The 2003 World Cup final matchwinner has played just seven times for England since his Sydney heroics ended a southern hemisphere monopoly on the Webb Ellis Trophy.
So the mere prospect of Wilkinson checking in at England's Versailles training base will raise spirits among supporters desperate for the world champions to mount a meaningful title defence.
The Newcastle fly-half's Test average of more than 15 points a game should at least help England fill their anticipated quarter-final slot.
And, whisper it quietly, but those fans could even see a more relaxed Wilkinson strutting his stuff during what England hope will be a seven-week tour of duty.
The long road back to fitness from repeated injury setbacks has been well chronicled and Wilkinson heads to France as still arguably England's most valuable player.

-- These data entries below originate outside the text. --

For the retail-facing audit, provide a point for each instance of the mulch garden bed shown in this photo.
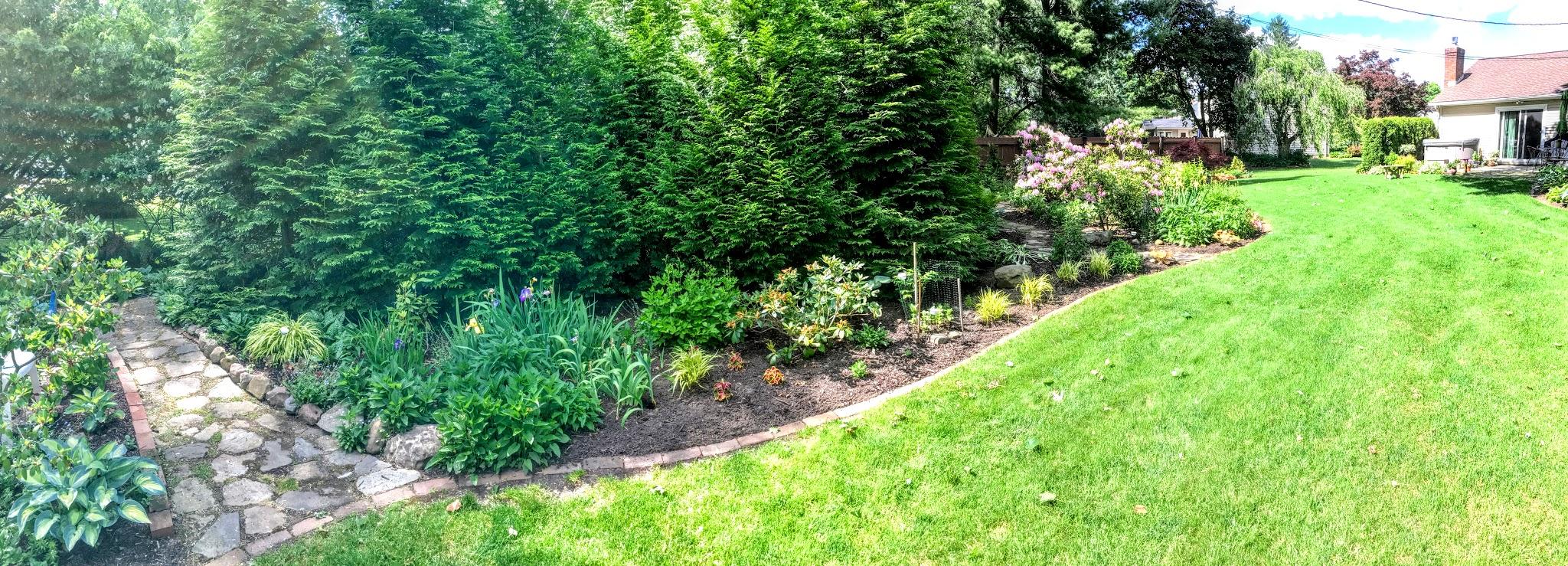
(815, 384)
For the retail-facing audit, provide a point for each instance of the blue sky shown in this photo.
(1352, 25)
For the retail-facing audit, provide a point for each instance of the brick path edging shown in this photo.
(160, 515)
(634, 463)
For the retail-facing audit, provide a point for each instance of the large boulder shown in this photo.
(1008, 276)
(333, 419)
(413, 447)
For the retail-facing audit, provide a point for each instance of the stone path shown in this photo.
(243, 476)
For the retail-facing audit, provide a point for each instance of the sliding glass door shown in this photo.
(1520, 134)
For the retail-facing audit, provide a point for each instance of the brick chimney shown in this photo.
(1452, 67)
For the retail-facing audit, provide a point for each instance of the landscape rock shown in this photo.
(191, 404)
(231, 466)
(181, 388)
(384, 480)
(221, 537)
(276, 395)
(234, 410)
(377, 438)
(224, 389)
(1008, 276)
(187, 452)
(414, 447)
(240, 492)
(259, 386)
(191, 496)
(305, 450)
(237, 441)
(333, 419)
(263, 519)
(275, 456)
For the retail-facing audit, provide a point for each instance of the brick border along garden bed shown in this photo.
(613, 464)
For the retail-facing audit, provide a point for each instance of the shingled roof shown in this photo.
(1532, 76)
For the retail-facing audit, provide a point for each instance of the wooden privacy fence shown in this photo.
(1005, 149)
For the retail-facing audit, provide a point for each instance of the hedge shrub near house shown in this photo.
(1382, 137)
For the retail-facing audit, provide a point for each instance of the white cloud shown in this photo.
(1479, 40)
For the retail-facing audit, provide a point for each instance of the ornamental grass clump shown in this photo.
(1034, 290)
(279, 339)
(993, 306)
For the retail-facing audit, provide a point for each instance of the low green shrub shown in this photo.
(76, 492)
(689, 368)
(1068, 272)
(871, 338)
(1068, 244)
(98, 407)
(279, 339)
(684, 308)
(1123, 257)
(993, 306)
(1191, 218)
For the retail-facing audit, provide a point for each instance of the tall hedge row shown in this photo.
(1383, 136)
(335, 149)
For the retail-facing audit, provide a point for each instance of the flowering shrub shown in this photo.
(814, 308)
(1120, 178)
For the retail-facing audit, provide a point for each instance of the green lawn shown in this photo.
(1418, 317)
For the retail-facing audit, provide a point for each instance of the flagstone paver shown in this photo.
(242, 474)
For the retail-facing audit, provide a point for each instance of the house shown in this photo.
(1170, 127)
(1512, 104)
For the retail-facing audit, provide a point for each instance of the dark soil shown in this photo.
(812, 386)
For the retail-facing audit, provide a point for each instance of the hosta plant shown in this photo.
(281, 341)
(993, 306)
(814, 308)
(98, 407)
(76, 492)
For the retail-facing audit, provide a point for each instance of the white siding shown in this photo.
(1481, 121)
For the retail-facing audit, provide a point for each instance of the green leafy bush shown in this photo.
(1068, 244)
(1192, 217)
(814, 311)
(1068, 272)
(1123, 257)
(76, 492)
(993, 306)
(1387, 139)
(689, 368)
(682, 309)
(98, 407)
(1550, 178)
(279, 339)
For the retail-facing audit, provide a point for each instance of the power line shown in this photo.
(1459, 19)
(1410, 51)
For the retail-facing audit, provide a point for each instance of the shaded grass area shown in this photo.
(1377, 381)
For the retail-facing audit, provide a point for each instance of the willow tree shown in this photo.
(1292, 97)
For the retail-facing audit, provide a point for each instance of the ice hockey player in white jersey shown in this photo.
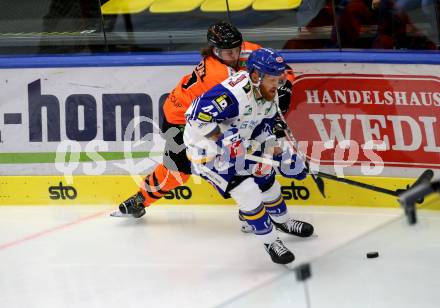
(237, 117)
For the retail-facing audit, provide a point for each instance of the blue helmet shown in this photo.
(266, 61)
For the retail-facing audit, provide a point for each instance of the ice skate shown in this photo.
(295, 227)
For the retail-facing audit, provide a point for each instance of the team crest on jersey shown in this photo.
(222, 102)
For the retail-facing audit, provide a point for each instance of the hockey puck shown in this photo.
(372, 254)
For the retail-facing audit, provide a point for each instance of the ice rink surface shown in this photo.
(196, 256)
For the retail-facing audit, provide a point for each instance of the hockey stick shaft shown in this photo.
(294, 144)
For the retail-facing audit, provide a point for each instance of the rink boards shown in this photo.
(69, 115)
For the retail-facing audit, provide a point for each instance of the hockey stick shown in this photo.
(426, 176)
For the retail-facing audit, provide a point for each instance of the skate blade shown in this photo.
(118, 213)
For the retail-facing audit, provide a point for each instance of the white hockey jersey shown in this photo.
(231, 103)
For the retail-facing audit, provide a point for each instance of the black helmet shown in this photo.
(223, 35)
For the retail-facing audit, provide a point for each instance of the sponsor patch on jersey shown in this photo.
(222, 102)
(204, 117)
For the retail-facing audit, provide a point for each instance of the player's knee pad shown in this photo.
(274, 202)
(247, 195)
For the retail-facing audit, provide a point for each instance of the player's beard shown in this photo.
(268, 94)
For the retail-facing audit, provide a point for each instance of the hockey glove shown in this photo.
(291, 166)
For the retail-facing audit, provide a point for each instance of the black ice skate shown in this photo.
(279, 253)
(295, 227)
(132, 206)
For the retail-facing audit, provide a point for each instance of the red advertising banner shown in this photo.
(367, 119)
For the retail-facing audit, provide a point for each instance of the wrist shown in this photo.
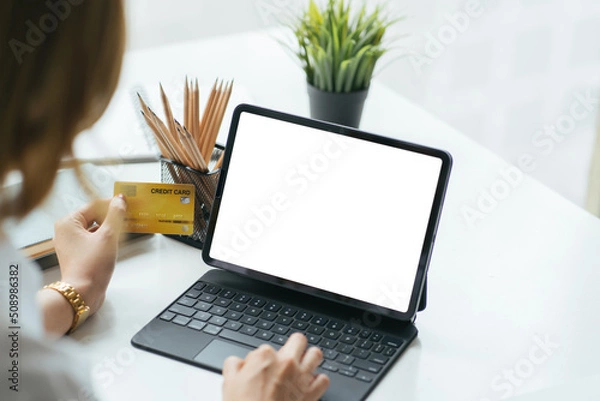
(89, 293)
(80, 309)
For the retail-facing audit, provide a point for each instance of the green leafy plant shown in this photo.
(339, 49)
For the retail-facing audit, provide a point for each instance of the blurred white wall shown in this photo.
(509, 73)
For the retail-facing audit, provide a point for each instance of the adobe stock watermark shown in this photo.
(544, 141)
(439, 40)
(277, 11)
(58, 11)
(506, 383)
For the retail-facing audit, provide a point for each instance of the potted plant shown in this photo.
(338, 50)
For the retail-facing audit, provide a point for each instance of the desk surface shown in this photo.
(513, 296)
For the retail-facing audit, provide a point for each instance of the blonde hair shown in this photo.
(60, 61)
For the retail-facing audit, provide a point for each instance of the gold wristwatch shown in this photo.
(81, 310)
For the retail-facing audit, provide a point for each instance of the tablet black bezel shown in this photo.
(432, 225)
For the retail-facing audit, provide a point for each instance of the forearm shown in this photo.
(57, 312)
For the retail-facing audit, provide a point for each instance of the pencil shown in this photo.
(205, 116)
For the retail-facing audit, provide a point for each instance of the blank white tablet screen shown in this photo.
(332, 212)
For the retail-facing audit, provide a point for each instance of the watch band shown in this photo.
(81, 310)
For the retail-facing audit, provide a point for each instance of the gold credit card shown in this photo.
(158, 208)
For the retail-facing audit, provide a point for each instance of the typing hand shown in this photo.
(267, 375)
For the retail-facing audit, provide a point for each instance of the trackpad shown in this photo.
(215, 353)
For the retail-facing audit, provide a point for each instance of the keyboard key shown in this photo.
(186, 301)
(279, 329)
(235, 326)
(203, 306)
(318, 330)
(326, 343)
(330, 354)
(313, 339)
(364, 377)
(264, 324)
(207, 298)
(192, 294)
(167, 316)
(389, 351)
(279, 339)
(218, 310)
(253, 311)
(351, 331)
(381, 360)
(304, 316)
(181, 320)
(330, 366)
(242, 298)
(332, 334)
(222, 302)
(258, 302)
(368, 366)
(379, 348)
(392, 341)
(270, 316)
(348, 339)
(347, 372)
(335, 325)
(233, 315)
(300, 325)
(182, 310)
(273, 307)
(361, 353)
(264, 335)
(217, 320)
(212, 289)
(196, 324)
(249, 320)
(286, 321)
(289, 312)
(319, 320)
(248, 330)
(228, 294)
(345, 359)
(238, 307)
(241, 338)
(204, 316)
(344, 348)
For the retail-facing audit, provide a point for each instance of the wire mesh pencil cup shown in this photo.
(205, 185)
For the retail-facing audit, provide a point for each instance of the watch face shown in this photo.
(83, 315)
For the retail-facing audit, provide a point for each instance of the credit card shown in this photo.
(158, 208)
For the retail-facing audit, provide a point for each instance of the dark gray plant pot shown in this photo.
(341, 108)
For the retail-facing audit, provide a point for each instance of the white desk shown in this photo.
(530, 268)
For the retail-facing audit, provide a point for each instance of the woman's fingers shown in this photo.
(115, 216)
(232, 365)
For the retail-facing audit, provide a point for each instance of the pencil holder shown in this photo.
(205, 184)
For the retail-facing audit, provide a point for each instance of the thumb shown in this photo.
(115, 216)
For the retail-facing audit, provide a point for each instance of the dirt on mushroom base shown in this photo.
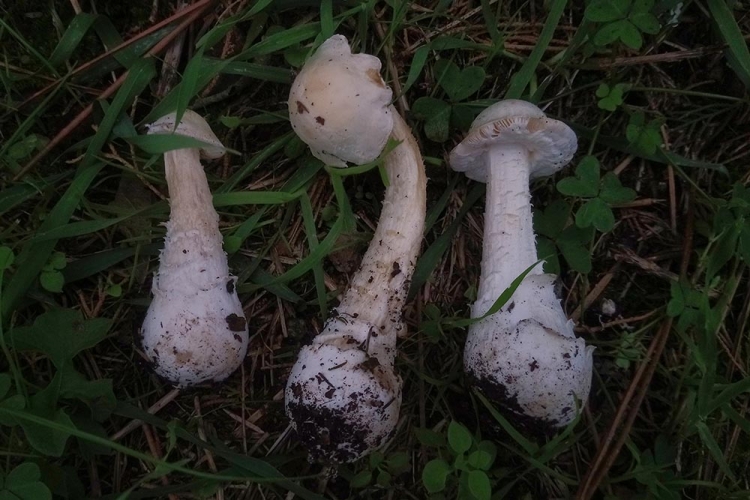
(330, 433)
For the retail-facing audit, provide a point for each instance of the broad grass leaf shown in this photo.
(738, 54)
(604, 11)
(610, 32)
(61, 334)
(4, 385)
(722, 250)
(48, 439)
(6, 259)
(521, 79)
(74, 34)
(257, 71)
(744, 247)
(714, 448)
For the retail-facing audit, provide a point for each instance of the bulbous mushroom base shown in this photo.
(527, 358)
(196, 337)
(341, 400)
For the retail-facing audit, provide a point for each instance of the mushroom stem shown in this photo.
(526, 356)
(378, 290)
(343, 394)
(195, 330)
(191, 213)
(509, 245)
(190, 198)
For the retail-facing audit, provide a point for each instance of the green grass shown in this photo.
(665, 110)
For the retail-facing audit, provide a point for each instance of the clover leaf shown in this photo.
(599, 193)
(623, 20)
(610, 98)
(556, 234)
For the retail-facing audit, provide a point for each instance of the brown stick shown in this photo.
(627, 412)
(127, 43)
(86, 112)
(631, 403)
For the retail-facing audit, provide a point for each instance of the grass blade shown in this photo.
(72, 37)
(520, 80)
(738, 54)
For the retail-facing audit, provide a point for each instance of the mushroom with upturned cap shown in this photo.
(526, 356)
(195, 330)
(343, 395)
(340, 105)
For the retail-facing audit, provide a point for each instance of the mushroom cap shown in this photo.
(191, 125)
(329, 99)
(551, 143)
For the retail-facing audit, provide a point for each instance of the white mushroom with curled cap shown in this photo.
(526, 356)
(343, 395)
(195, 330)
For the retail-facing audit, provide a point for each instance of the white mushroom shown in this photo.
(525, 357)
(195, 329)
(343, 395)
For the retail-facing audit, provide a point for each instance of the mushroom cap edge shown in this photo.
(191, 125)
(551, 143)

Of the 33 Tests he has missed since November 2003, England can reflect on just 13 wins - further proof that when it comes to the big occasion, they struggle to cope without him.
Assessing the prospect of his third World Cup campaign, Wilkinson said: "I still need to do the preparation, I can't bear the idea of missing a kick and not doing my best.
"But instead of getting angry on the training field, like I used to spend a lot of time doing and thinking something was working against me, I now see those misses as a very quick opportunity to learn a lesson and move forward.
"It doesn't mean I stop being so intense and ambitious about each game, but it is not a case of saying 'I have to go through pain to win this game or come out on top.'
"It is hard work, but it isn't pain, it is good fun. The games are good fun. I have learned the two can go together."